Подлинные сообщества, напротив, сближают человека с самим собою, вдохновляют и преобразуют его.
Помимо обществ, к которым я принадлежу, существуют еще и другие. Все. Человечество.
Не будем строить иллюзий на этот счет. Быть может, лишь тот человек, который достаточно глубоко проник в Бога, испытывает потребность и способен любить всех людей, но опять-таки только в Боге, тех, кого он знает, и тех, кого он не знает, каждого ради него самого, вопреки ему самому. Хватит красноречия. Я не люблю все человечество. Я не тружусь ради человечества. Я люблю всего нескольких людей, но подобный опыт оказывается настолько богат, что благодаря ему я чувствую себя обязанным каждому ближнему, который может повстречаться на моем пути. Это как бы надежда на любовь, вера в ее животворную силу. Со всем остальным я тесно связан телесно: только физическое присутствие приводит в движение человеческое присутствие, но и его не всегда достаточно для этого. Немногие люди обладают чувством человечества, человеколюбие — удел немногих. А сколько людей остаются глухими к нищете и страданиям других: 30 миллионов безработных, землетрясение в Японии, 10 000 погибших — сообщают газеты; но вот проходит пять минут и они уже перебрасываются шуточками с соседом.
Впрочем, чтобы любить реальность, не требуется никакой статистики. Зачем обманывать себя речами? Каким образом Бог сможет обратить внимание на меня среди этих миллиардов людей? — говорила добрая женщина. Мудрость отвечает ей: Бог не считает людей. Вот та капелька крови, которую я пролил ради тебя. У одного отца семейства спросили: «Сколько у вас детей?» Он колеблется, а затем начинает считать на пальцах: «Сколько же: Пьер, Анжела, Жанина, Жан-Филипп, Ален, Мария. Должно быть шесть».

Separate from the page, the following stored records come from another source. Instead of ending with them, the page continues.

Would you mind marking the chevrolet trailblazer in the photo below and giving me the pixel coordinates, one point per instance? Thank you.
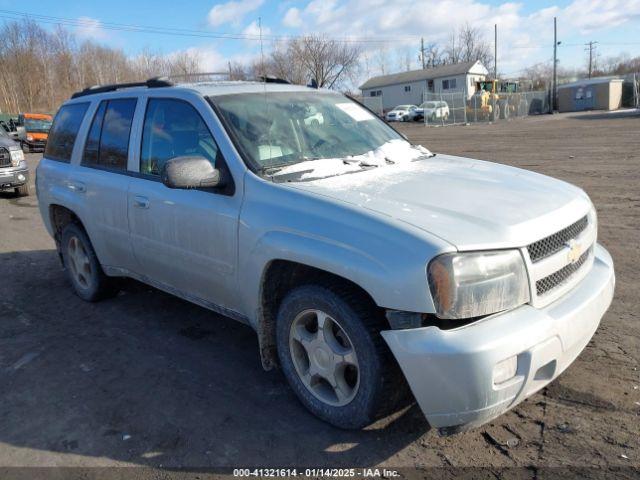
(364, 263)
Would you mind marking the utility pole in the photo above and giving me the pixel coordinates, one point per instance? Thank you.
(554, 87)
(495, 51)
(592, 47)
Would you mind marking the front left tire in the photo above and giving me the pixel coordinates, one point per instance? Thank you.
(23, 190)
(82, 266)
(334, 358)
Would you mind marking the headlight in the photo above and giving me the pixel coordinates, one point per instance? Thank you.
(466, 285)
(16, 157)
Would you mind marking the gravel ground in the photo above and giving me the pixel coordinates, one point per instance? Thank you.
(146, 379)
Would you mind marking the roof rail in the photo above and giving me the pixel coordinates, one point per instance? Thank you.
(186, 76)
(156, 82)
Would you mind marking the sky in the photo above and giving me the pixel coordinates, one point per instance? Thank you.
(388, 31)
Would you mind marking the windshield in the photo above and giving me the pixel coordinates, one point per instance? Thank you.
(36, 125)
(279, 129)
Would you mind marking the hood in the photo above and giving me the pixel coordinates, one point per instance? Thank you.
(471, 204)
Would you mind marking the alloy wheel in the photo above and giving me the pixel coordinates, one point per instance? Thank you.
(324, 357)
(79, 263)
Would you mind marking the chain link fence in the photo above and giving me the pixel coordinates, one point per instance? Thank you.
(455, 108)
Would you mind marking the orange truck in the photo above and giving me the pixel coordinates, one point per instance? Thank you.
(36, 127)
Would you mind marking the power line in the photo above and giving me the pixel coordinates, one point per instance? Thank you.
(135, 28)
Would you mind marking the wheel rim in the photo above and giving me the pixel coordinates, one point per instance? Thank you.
(79, 263)
(324, 357)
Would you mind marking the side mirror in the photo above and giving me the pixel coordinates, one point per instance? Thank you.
(21, 132)
(191, 172)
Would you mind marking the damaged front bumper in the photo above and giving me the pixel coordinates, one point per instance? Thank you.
(451, 372)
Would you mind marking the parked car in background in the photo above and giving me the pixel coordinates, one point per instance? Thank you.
(432, 111)
(15, 131)
(14, 173)
(37, 126)
(401, 113)
(363, 262)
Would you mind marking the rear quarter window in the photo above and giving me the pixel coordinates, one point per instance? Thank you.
(64, 131)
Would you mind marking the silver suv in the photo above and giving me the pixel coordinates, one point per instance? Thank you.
(364, 263)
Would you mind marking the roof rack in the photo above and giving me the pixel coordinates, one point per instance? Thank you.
(273, 79)
(156, 82)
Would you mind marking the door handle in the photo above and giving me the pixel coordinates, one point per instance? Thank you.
(140, 201)
(77, 187)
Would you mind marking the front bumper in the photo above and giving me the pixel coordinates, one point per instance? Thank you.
(11, 177)
(450, 372)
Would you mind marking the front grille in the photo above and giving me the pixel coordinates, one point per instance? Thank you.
(557, 278)
(5, 158)
(554, 243)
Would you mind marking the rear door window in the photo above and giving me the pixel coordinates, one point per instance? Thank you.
(63, 133)
(107, 143)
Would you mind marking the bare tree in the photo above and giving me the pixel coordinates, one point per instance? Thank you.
(468, 44)
(328, 62)
(433, 55)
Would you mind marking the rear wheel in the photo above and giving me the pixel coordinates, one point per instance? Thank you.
(334, 358)
(82, 266)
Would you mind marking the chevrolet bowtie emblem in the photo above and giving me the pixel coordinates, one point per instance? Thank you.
(574, 251)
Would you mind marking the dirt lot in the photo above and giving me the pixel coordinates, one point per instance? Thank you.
(148, 379)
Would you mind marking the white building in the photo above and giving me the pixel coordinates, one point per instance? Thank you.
(409, 87)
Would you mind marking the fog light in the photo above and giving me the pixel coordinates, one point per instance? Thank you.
(505, 370)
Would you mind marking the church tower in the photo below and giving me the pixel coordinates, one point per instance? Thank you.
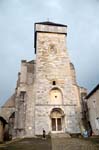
(57, 101)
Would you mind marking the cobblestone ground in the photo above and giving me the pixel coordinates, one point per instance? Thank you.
(73, 144)
(53, 144)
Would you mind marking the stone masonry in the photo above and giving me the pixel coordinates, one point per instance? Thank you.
(47, 96)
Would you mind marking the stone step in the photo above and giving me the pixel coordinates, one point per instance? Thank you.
(60, 135)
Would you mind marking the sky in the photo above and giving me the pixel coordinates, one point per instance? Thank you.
(17, 18)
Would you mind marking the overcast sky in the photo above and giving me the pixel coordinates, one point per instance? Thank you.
(17, 18)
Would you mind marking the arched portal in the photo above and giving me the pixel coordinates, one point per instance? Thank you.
(57, 119)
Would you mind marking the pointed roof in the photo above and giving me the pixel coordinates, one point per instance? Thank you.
(51, 23)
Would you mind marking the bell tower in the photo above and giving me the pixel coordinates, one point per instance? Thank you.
(54, 86)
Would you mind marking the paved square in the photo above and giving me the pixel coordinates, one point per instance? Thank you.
(53, 144)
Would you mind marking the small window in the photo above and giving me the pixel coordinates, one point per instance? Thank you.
(22, 95)
(54, 82)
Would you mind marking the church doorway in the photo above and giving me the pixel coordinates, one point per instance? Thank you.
(57, 120)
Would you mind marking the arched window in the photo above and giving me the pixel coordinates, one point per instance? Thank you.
(55, 96)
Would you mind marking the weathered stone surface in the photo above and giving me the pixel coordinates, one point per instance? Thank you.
(46, 85)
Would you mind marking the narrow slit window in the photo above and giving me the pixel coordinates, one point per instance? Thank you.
(54, 82)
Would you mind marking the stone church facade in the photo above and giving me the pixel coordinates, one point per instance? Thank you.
(47, 95)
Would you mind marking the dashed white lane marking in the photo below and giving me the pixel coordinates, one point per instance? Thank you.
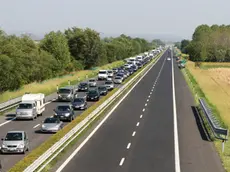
(36, 126)
(122, 161)
(128, 146)
(134, 133)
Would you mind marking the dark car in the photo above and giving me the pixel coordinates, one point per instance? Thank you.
(93, 95)
(134, 67)
(79, 103)
(83, 86)
(103, 90)
(64, 112)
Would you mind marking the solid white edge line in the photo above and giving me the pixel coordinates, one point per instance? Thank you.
(36, 126)
(103, 120)
(122, 161)
(134, 133)
(176, 139)
(128, 146)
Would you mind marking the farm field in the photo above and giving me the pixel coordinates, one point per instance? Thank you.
(214, 80)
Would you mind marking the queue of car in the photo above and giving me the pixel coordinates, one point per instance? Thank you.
(33, 105)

Личность, которую я люблю, — это универсум, но мне не известны все его земли, не все его призывы я слышу. Однако я всюду чувствую неоспоримую сопричастность, хотя остается множество неизвестных, тайных мест. Достаточно уже того, чтобы мы знали, что в любой момент все может открыться, чтобы не ставить под вопрос первичную сопричастность. То же самое можно сказать и о человеческой сопричастности. Я познаю ее на опыте только вместе со своими близкими или, но уже в более расплывчатом виде, — в несовершенных коллективных личностях: моя профессия, моя страна. Ко всему остальному я просто испытываю доверие.
Я стремлюсь к тому, чтобы не поддаваться магии слов, не надеяться на чей-то радушный протекционизм: чтобы быть человеком, требуется гораздо меньше красноречия и гораздо больше великодушия.
В какой-то момент завоевание свободы было жизненной необходимостью, а потом целых пять поколений людей позволяли либерализму ковать свои цепи. Строительство общностной жизни ныне стало настоятельным требованием. Но мы не хотим, чтобы все началось сначала. Corruptio optimi pessima{18}.